Applicant respectfully traverses this attempted use of Official Notice as improper.  Consequently, a necessary element of a prima facie case is absent.

Firstly, it is to be appreciated that the Office Action attempts to officially notice legal conclusions, –namely “the equivalent use in the art and the selection of any of these known equivalents to write information on a plastic card would be within the level of ordinary skill in the art.”  Official Notice, however, is only proper for facts.  (MPEP § 2144.03).  Indeed, Official Notice is only permissible for those few facts that are of a “notorious character” and that are “capable of instant and unquestionable demonstration”.  (MPEP § 2144.03(A)).  It is improper to use Official Notice for conclusions of law.

Secondly, the Office Action relies on Official Notice as the “principal evidence” upon which the rejection of claim 1 is based.  Official Notice cannot be used in this manner.  As Section 2144.03(A) of the MPEP expressly warns, it is never appropriate to rely solely on Official Notice as the principal evidence upon which a rejection was based.  Instead, Official Notice is only appropriate for facts and that serve to “fill in the gaps” in a rejection.  (MPEP § 2144.03(A)).  This is why official notice is to be judicially applied.  (MPEP §  2144.03).  It is unreasonable to conclude that the Office has used Official Notice to “fill in” a gap in this rejection.

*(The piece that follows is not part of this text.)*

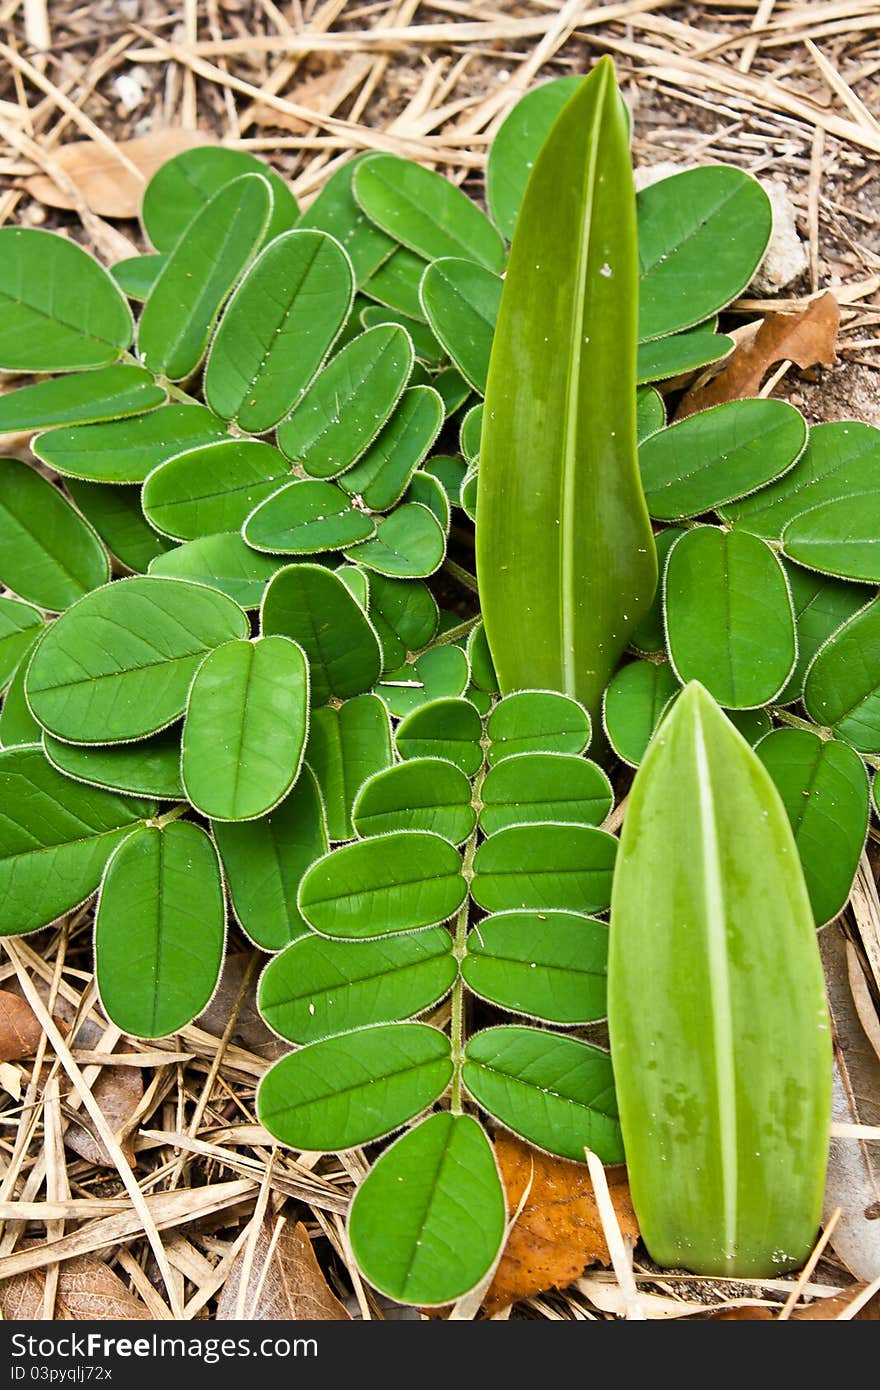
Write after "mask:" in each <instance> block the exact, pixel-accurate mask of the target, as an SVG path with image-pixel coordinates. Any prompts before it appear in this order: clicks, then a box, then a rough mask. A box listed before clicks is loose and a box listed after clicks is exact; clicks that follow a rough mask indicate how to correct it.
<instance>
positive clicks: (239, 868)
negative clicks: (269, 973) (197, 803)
mask: <svg viewBox="0 0 880 1390" xmlns="http://www.w3.org/2000/svg"><path fill="white" fill-rule="evenodd" d="M213 833H214V840H215V842H217V848H218V849H220V858H221V860H222V867H224V873H225V877H227V884H228V888H229V898H231V899H232V910H234V912H235V916H236V919H238V922H239V924H241V926H242V929H243V930H245V931H246V933H247V935H249V937H250V940H252V941H253V942H256V945H259V947H260V949H261V951H281V949H282V948H284V947H286V945H288V944H289V942H291V941H296V938H298V937H302V934H303V933H304V931H307V927H306V923H304V922H303V919H302V916H300V913H299V909H298V906H296V892H298V888H299V883H300V878H302V877H303V874H304V872H306V869H307V867H309V866H310V865H313V863H314V860H316V859H320V858H321V855H323V853H325V852H327V827H325V824H324V808H323V805H321V794H320V791H318V785H317V781H316V778H314V773H313V771H311V769H309V767H303V770H302V773H300V774H299V777H298V778H296V785H295V787H293V790H292V791H291V792H289V794H288V795H286V796H285V799H284V801H282V802H281V805H279V806H275V809H274V810H272V812H270V815H268V816H261V817H260V820H239V821H234V820H227V821H224V820H218V821H215V823H214V826H213Z"/></svg>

Thirdly, the Office attempts to take Official Notice of matter that is not “capable of instant and unquestionable demonstration”, as expressly required by section 2144.03(A) of the MPEP.  Indeed, even assuming arguendo that the equivalence of the subject printer and plotter is a fact, this fact would be neither of notorious character nor instantly and unquestionably demonstrable.  Moreover, courts have long rejected the notion that official notice can be taken on the state of the art.  (See Memorandum to Patent Examining Corps from the Deputy Commissioner for Patent Examining Policy regarding Procedures for Relying on Facts Which are Not of Record as Common Sense or for Taking Official Notice, n.6, citing In re Eynde, 480 F.2d 1364, 1370, 178 USPQ 470, 474 (CCPA 1973)).   Thus, the Office’s attempt to officially notice the level of ordinary skill in the art is improper as a matter of law.

In sum, the Office’s attempts at Official Notice are improper and traversed.  Consequently, there are evidentiary gaps in the rejection of independent claim 1 that are fatal to a prima facie case of obviousness.

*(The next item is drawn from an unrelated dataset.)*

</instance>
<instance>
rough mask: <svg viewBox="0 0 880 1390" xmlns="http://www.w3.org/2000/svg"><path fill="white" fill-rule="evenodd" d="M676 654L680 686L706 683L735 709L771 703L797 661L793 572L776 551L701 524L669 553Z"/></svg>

Example 2 - An Ambiguous Taking of Official Notice

Lastly, Applicant notes, at page 4 of the Office Action, an apparent attempt to officially notice a fact.  If the Office has intended to take Official Notice, such an attempt is traversed, at least because it is not in compliance with the Office’s own procedures.

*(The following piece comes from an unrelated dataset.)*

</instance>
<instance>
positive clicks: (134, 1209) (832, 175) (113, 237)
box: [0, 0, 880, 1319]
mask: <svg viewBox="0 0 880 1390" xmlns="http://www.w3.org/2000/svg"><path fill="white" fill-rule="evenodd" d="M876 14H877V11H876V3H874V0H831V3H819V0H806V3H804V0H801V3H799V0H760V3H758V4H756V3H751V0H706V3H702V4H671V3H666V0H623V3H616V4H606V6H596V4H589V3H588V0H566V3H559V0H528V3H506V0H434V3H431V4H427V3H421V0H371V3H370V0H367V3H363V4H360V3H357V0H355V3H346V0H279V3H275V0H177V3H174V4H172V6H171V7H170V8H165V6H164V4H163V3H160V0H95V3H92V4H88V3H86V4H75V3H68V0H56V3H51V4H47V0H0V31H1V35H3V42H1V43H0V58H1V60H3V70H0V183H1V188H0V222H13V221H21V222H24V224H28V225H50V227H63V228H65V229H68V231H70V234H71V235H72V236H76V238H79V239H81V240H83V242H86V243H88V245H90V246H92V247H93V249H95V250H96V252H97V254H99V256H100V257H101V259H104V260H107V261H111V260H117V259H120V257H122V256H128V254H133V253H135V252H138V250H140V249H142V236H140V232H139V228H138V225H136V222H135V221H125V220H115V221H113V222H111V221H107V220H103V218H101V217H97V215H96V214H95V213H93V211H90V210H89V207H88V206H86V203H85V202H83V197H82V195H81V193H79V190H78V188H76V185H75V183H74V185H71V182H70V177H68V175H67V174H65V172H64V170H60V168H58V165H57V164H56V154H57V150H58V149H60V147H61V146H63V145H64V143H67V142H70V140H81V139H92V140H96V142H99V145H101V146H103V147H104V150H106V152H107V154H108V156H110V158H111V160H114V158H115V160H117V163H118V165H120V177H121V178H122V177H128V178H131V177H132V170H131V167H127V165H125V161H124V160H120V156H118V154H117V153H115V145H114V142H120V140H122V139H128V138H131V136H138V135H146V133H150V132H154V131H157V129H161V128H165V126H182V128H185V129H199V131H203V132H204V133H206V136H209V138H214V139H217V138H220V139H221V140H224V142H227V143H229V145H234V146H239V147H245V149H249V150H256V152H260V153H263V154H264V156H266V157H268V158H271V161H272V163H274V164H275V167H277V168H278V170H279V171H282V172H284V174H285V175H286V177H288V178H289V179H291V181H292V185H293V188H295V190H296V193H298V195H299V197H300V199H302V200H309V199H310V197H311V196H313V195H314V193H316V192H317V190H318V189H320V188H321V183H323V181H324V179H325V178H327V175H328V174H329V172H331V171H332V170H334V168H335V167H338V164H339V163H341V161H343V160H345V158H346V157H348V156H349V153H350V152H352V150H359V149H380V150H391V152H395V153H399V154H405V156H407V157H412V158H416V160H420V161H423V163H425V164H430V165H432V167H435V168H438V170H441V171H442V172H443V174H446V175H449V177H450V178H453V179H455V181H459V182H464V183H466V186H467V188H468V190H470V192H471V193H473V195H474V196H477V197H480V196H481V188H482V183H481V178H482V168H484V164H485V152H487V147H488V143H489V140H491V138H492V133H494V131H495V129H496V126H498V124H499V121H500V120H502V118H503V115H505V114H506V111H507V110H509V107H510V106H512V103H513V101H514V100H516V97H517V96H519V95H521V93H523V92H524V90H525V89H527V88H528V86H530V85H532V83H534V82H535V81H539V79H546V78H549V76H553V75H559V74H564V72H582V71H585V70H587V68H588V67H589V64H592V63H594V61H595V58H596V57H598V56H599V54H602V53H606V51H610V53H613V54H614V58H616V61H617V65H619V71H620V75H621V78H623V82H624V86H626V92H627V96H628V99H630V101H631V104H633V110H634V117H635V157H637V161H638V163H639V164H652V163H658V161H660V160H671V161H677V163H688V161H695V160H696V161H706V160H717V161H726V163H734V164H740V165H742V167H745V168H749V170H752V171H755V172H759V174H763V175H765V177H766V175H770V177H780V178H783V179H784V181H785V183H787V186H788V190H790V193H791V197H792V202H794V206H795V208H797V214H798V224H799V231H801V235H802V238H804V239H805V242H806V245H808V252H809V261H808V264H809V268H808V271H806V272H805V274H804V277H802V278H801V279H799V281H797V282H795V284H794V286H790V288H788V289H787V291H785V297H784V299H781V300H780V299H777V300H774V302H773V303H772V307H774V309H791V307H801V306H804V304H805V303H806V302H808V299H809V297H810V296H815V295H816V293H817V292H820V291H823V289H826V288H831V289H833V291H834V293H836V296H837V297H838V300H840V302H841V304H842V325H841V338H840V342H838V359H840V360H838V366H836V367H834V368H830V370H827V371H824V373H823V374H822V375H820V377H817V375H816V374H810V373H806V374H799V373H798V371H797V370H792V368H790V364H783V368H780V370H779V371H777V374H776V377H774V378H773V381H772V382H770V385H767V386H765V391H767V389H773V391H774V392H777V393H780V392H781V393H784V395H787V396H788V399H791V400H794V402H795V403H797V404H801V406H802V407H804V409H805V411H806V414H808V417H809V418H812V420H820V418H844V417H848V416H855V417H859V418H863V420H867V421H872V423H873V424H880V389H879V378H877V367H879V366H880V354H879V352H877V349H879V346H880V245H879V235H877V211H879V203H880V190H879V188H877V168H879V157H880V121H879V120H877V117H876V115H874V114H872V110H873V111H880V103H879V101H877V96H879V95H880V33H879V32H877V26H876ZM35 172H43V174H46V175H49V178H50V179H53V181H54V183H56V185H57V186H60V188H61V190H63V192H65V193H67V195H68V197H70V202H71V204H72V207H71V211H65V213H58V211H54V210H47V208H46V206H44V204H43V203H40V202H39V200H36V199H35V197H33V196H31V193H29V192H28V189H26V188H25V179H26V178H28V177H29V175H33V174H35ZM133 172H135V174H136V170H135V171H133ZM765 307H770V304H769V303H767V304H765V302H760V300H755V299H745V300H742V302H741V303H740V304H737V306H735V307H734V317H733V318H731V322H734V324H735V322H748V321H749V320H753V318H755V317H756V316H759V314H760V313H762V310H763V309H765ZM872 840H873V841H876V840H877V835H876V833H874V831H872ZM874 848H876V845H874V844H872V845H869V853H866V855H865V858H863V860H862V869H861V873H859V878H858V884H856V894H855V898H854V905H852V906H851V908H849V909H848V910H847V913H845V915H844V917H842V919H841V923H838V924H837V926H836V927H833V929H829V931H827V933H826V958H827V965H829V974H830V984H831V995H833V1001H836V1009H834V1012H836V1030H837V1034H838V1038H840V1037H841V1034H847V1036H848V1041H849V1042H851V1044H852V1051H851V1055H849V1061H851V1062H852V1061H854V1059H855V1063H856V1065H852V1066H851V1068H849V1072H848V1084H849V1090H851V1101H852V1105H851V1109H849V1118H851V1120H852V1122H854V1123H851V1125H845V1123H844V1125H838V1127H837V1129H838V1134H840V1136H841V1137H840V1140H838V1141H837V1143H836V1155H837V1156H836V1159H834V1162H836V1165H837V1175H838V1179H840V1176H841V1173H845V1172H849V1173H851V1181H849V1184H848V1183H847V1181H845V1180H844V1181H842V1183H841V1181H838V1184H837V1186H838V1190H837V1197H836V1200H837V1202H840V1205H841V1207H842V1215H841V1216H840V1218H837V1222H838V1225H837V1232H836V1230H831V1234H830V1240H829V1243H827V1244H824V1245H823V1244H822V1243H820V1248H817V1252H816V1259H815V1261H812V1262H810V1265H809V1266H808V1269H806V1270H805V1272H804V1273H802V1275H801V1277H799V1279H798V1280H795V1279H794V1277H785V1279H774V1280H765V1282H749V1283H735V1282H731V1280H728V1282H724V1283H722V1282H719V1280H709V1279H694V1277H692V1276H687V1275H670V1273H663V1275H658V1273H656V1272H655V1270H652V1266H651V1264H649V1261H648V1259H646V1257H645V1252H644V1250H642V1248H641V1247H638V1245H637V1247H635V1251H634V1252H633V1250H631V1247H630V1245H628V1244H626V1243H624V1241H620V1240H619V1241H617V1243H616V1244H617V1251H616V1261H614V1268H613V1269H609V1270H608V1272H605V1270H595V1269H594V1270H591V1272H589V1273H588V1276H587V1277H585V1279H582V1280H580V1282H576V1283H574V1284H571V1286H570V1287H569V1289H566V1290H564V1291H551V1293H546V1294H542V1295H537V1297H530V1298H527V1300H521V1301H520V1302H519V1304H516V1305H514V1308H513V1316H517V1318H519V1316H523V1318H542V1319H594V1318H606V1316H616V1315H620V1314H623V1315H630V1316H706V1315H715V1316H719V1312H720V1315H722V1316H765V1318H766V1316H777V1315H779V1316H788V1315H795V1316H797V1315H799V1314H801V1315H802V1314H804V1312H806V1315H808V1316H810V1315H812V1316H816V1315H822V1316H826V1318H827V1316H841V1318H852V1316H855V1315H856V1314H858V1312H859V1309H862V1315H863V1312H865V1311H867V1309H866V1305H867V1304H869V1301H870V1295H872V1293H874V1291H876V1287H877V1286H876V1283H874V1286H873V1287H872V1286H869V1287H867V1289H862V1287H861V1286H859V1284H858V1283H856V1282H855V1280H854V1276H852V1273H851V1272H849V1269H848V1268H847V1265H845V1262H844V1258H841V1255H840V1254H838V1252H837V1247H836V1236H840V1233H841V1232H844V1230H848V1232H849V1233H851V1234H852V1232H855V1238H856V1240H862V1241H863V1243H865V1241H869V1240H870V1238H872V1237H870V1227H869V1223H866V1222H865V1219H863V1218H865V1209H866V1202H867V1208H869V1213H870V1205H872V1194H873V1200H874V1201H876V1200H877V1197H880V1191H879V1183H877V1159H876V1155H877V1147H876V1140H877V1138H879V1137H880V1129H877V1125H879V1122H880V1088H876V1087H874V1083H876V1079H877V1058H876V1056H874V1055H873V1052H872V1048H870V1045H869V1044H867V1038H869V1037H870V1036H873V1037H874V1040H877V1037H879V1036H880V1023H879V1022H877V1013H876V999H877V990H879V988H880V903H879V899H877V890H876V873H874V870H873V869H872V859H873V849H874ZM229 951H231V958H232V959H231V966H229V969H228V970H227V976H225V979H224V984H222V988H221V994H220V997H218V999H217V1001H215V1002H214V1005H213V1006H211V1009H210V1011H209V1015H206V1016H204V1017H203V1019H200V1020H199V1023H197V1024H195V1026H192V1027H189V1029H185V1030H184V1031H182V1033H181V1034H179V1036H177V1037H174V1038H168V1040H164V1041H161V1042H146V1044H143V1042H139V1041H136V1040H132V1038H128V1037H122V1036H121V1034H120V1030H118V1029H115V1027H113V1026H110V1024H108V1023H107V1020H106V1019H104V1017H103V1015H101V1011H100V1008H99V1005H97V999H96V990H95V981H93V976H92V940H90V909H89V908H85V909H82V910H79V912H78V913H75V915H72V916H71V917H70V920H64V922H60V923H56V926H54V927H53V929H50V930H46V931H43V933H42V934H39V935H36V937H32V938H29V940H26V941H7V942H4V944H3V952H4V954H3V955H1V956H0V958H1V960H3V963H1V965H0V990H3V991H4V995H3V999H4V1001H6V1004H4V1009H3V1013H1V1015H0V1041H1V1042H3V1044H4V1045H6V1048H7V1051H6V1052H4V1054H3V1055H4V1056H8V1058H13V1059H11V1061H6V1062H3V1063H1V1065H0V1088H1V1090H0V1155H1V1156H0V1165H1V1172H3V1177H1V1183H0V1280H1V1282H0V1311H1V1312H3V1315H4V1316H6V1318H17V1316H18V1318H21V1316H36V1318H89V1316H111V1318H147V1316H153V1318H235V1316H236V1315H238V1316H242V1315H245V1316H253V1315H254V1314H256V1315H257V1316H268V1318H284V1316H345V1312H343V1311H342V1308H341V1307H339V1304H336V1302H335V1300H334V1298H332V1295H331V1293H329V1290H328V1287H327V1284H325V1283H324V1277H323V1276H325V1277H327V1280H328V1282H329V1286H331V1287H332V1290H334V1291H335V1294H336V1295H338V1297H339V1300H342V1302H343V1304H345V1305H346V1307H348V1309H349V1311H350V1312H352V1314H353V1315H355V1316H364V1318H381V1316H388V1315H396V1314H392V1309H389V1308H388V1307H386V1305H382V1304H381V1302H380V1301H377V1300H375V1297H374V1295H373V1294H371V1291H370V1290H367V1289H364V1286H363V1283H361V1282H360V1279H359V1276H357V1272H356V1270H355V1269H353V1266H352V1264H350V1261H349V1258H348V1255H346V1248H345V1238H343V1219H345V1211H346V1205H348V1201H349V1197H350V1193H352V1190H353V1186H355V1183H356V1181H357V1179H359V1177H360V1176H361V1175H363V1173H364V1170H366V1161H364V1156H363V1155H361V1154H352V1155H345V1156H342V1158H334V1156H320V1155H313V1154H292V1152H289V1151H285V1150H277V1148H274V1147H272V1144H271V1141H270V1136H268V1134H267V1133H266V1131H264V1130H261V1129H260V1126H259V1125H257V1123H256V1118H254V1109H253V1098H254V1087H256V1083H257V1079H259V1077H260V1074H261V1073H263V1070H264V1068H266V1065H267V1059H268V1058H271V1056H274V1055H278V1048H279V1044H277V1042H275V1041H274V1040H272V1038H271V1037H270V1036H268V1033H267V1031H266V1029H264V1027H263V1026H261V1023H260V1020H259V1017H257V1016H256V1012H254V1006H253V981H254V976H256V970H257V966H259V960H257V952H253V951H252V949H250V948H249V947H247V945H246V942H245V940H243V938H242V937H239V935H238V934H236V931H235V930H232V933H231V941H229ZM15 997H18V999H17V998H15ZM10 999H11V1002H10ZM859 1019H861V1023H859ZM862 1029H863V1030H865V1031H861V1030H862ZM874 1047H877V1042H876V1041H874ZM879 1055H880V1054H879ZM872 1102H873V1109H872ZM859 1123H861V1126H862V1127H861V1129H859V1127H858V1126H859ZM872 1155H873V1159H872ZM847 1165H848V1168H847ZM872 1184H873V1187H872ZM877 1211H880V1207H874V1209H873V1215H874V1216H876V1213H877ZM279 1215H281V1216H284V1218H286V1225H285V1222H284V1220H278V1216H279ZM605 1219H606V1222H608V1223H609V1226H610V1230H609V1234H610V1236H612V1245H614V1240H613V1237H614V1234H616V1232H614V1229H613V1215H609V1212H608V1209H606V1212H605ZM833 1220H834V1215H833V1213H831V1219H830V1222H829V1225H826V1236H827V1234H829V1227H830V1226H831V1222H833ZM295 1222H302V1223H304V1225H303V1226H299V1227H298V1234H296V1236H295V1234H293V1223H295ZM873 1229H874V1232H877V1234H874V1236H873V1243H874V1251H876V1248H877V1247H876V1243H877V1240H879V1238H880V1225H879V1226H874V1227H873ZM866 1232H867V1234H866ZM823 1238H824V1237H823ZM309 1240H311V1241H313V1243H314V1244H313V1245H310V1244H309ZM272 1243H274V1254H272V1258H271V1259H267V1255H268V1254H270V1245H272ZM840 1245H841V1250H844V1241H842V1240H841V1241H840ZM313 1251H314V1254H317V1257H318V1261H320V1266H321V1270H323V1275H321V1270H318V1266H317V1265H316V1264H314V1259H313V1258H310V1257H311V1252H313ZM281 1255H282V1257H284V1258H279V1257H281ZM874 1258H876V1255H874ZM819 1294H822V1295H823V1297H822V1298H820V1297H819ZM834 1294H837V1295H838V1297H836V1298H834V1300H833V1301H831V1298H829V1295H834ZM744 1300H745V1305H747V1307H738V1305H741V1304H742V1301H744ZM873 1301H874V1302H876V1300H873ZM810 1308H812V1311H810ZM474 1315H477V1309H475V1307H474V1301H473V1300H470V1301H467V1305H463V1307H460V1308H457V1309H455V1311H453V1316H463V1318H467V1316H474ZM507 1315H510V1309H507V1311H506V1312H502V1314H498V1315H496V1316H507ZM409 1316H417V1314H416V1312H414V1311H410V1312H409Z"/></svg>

Proper use of Official Notice requires compliance with several obligations expressly set forth in the Manual of Patent Examining Procedure.   The Office has failed to meet these obligations.  Specifically, the Office has failed to satisfy its obligations under MPEP § 2144.03MPEP § 2144.03 (B), for example, expressly requires the Office to provide specific factual findings predicated on sound technical and scientific reasoning to support taking Official Notice. The MPEP goes on to explain that this means that the Office should present an Applicant with the explicit basis on which Official Notice is based so that the Applicant is able to challenge the assertion in the next reply after the Office action. (MPEP §2144.03(B)).  Naked assertions about what is allegedly known in the art, like those made at page 4 of the Office Action, cannot satisfy these requirements.
In the event that the Office is not attempting to take Official Notice, Applicant respectfully requests confirmation of this fact.

Finally, I recommend reviewing the cited Memorandum to Patent Examining Corps from the Deputy Commissioner for Patent Examining Policy from the first example.  It is a useful summary of the USPTO’s policies and instructions to its Examiners.